Add Storage Wizard Slowness and Unresolved VMFS Volumes

This week I received a question from a customer about some slowness in the vSphere “Add Storage” wizard they were seeing. This is a problem that has occurred over the years quite a few times for a variety of different reasons. VMware has fixed most of them, this latest reason luckily was known and has a relatively simple solution. An option called VMFS.UnresolvedVolumeLiveCheck.

option

Essentially the problem the customer was facing was that they had a bunch of unresolved VMFS volumes presented to their ESXi hosts (it was a DR site) and when they would launch the Add Storage wizard it would take a long time to populate the available devices. This issue wasn’t present when the unresolved VMFS volumes were not present.

So quickly, what is an unresolved VMFS? This is typically a VMFS volume that has been copied via array based local snapshotting or remote replication. The VMFS is copied to a new device and presented to a host. It is “unresolved” because the volume serial number no longer matches the unique identifier of the VMFS. The UID of the VMFS is associated with the original volume serial, so there is a mismatch. ESXi wants to always have these matched and when a mismatch is found it is not automatically mounted. You can either “force mount” it, keeping the invalid signature (not usually a good idea), or resignature it to give it a new UID based on the new volume’s serial (best practice).

unresolved

Anyways, I asked the usual questions. The old problem I used to see in my previous job was the presence of unresolved but write-disabled devices. The add storage wizard (and storage rescans) would recognize these volumes and that they have VMFS volumes, but would not recognize they were write-disabled. So they would try to do some simple metadata updates on the VMFS but since it was write-disabled it would fail, but retry it 100s of times per volume. This made these operations take a ridiculous amount of time (30 seconds or so per WD unresolved volume). This was fixed though in later versions of ESXi 5.0 and 5.1).

I asked if they had devices like these (write-disabled and unresolved) and what version of ESXi and the answer was no and 5.5 respectively. So not that. Asked a few other fruitless questions and decided to work on something else for a bit to hopefully inspire an answer.

So I was working on something unrelated and happened to notice the VMFS.UnresolvedVolumeLiveCheck option. I had never really heard of it but it looked like it might be perfect.

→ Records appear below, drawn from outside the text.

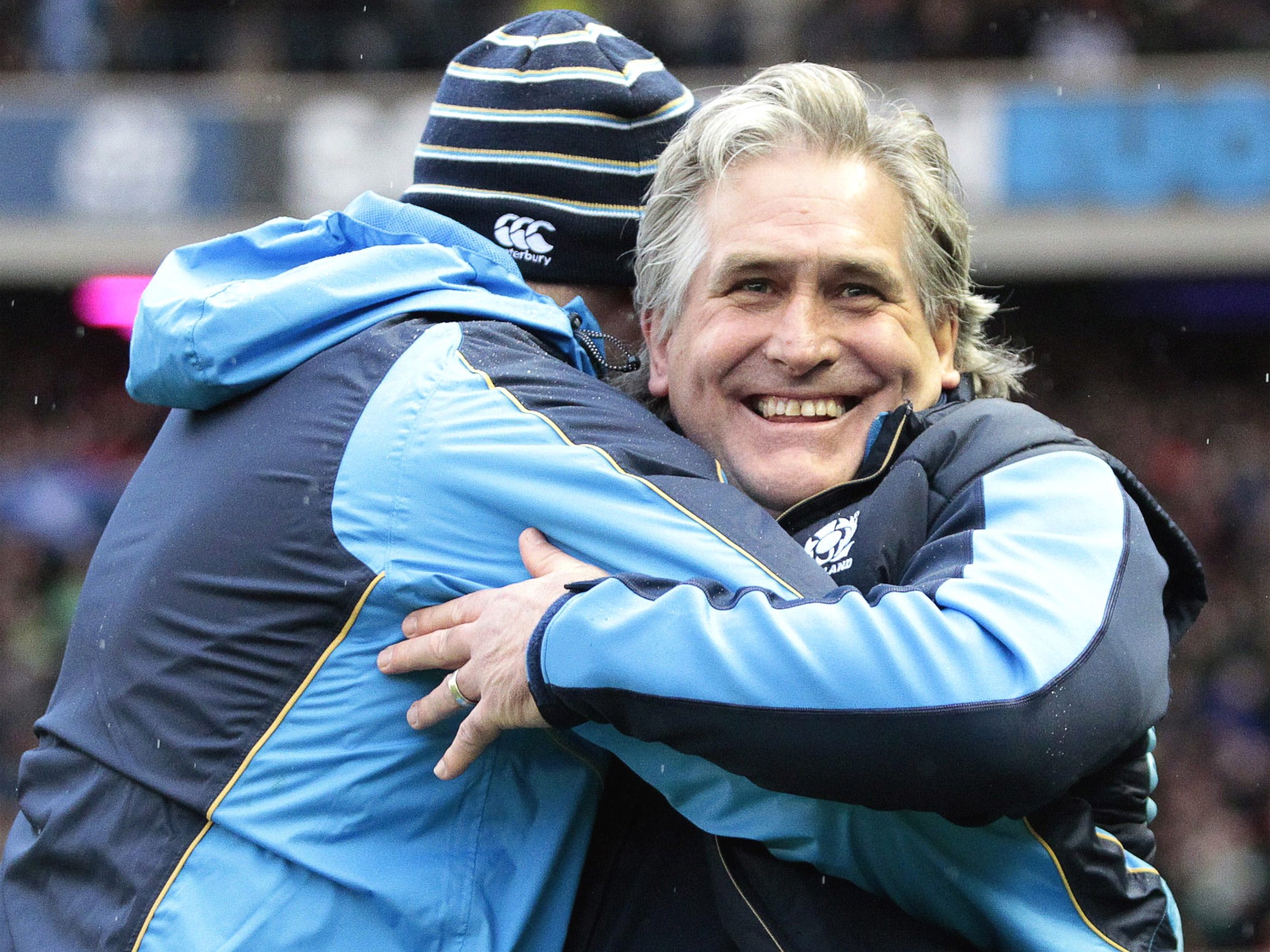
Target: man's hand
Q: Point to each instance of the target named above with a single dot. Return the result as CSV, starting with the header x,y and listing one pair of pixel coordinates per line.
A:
x,y
483,639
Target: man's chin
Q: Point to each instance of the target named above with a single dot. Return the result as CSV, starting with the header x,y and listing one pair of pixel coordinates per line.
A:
x,y
776,490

Not a lot of information out there on it. But a quick Google search provided this blog post. Eureka! This was exactly what my customer was facing.

His post explains this quite well, but in short, ESXi performs a check on unresolved VMFS volumes prior to populating the device table to make sure these volumes are not presented (and force-mounted) and in use on another host. Because if they are, and you then try to resignature the volume would become invalid on the other host and the hosted VMs would go down. This behavior is enabled by default. Disabling this option turns off this behavior and skips this check, effectively speeding up the “Add Storage” wizard. Disabling this check solved my customers problem.

Of course, disabling this option should be evaluated. This is a SAFETY check, so unless this is really causing a problem I recommend not touching it. If you never force mount and you know it, you will be fine though without this check. Which is really what should be happening anyways.

<on soapbox> Unless you have a very good reason–do not force mount. </off soapbox>

Some notes…

So from what I could tell this option was introduced in the initial release of ESXi 5.1. I didn’t see it in my ESXi 5.0 U3 hosts or earlier from what I could tell.

Furthermore, I ran into some weirdness figuring out the default value. This option for all of my hosts except ESXi 6 were set to “true” (meaning they performed the check). ESXi 6 was set to false. I did some more research and found some cryptic references to a VMware KB article 2074047. The KB itself though seems to have been hidden.

Usually a good way to find a default is to use the CLI as it will report the current value and the default. But to add to the weirdness, I can’t quite seem to find this option in the CLI which I think is strange. I ran the usual esxcli command “esxcli system settings advanced list” and didn’t see it listed.

cliissue rh9xez

Can’t say I’ve ever seen an option in the GUI but not in the CLI. Maybe it is just somewhere else.

The aforementioned KB was called “vCenter Site Recovery Manager 5.5 VMFS.UnresolvedVolumeLiveCheck setting” and in fact all of my ESXi 6 hosts were indeed in my VMware vCenter Site Recovery Manager environment. So my guess was that maybe SRM was changing this value.

I found an ESXi 6 host that had not been touched by SRM and sure enough its VMFS.UnresolvedVolumeLiveCheck was enabled like my 5.x hosts. So it definitely looks like SRM alters this setting. I guess this setting affects API-based resignaturing operations too, not just the GUI wizard. Don’t see this behavior documented anywhere though. I am presuming it was in that now-hidden KB, so who knows why it is hidden now.

To verify, I re-enabled this setting on my ESXi 6 hosts and ran a SRM test failover to them. Indeed the setting was changed back to false.

srmchange

So a long post to say that his option exists and helps, but I would like to know more about the interaction of it and SRM. Officially.